For a while, I didn’t respond. I stood there, dumbly staring at him. With a deep sigh, I went inside and said hi to the devil.
Returning to Amherst is complicated.
To begin with, you don’t know when to and when not to say hi to someone. During my first week back at Val, I made eye contact with acquaintances all the time; then I wondered if I knew them well enough to say hi. By the time I approached them, it would already be too awkward to converse normally. Soon, tentative smiles, uncertain hellos and forced (sometimes even faked) enthusiasm became classic interactions.
Moreover, all the servers at Val thought I had graduated. I learnt this when one of them asked why I was visiting Amherst during a snowstorm. I replied by insisting that it was actually a bomb cyclone, and that as a Junior, I would have to suffer another year’s worth of them.
The most jolting experience is meeting friends after 8 months and realizing they have changed. Some have stopped going out while others can’t stop going out. Others have new hairstyles and majors, girlfriends and boyfriends, even names and genders. Several are no longer at Amherst. Many changed so profoundly that soon, I began to wonder whether I had known them at all in the first place – until one day, I had the frightening epiphany that maybe it was I who had changed; that maybe I was the one who had adopted new values, and was judging everyone differently.
It also hurt when people dissed my experience. Many thought all I had gained in France was a penchant for wines and the ability to pronounce “Bonjour” like a Frenchman. Many others contented themselves with silent judgements about my “time off from Amherst to party.” Undisclosed derision became the norm. But how could I explain the effects of cultural immersion to those who hadn’t undertaken it? How could I describe that submerging myself under different values and a different language, for the second time in my life, had changed me on an even deeper level? That staying with a host family had taught me the intimacy of French family life; studying at a French university, the communal values of the French education system; and French friends, the value of meaningful conversations sprinkled with banter. How could I describe my strange attachment to a town where life is centered around a single boulevard, where the nucleus is a roundabout with a pompous fountain installed atop, where motorists have no qualms stopping in the middle of busy roads during rush hour to say hi to friends, where the last supermarket shuts at 6pm but even grownups party until 6am, where there are more cigarette butts than pennies in fountains, where people roll tobacco joints while briskly walking to work and where the morning sunlight lights up the days-old dog-poop littered quaint alleys; how can a sentiment so absurd, yet so central be vocalized and then understood by others?

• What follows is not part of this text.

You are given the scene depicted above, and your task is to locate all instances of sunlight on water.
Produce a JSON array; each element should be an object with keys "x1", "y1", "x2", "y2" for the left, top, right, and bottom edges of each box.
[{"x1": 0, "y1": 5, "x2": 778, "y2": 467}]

Immersing yourself in a different culture changes you, but how are you supposed to explain to others the person you have become?
Not everything about returning has been depressing though.
It feels unfamiliar but welcome to understand signboards and announcements in train stations. I have missed a stable internet connection, American films and American sayings, especially swear words. Nothing is more fulfilling than letting loose a good f*ck – French swear words don’t cut it! Going abroad has also made me appreciate close friends more. It has reaffirmed the value of people who think I am interesting because of more than the color of my skin. And it has taught me one more very important lesson: to valorize places for what they are and not for what I wish they would be. Living in Aix-en-Provence empowered me to appreciate Amherst’s overlooked wonders, like the sunrise over Memorial Hill and the post-bomb cyclone sparkling deciduous trees that welcomed me on my return.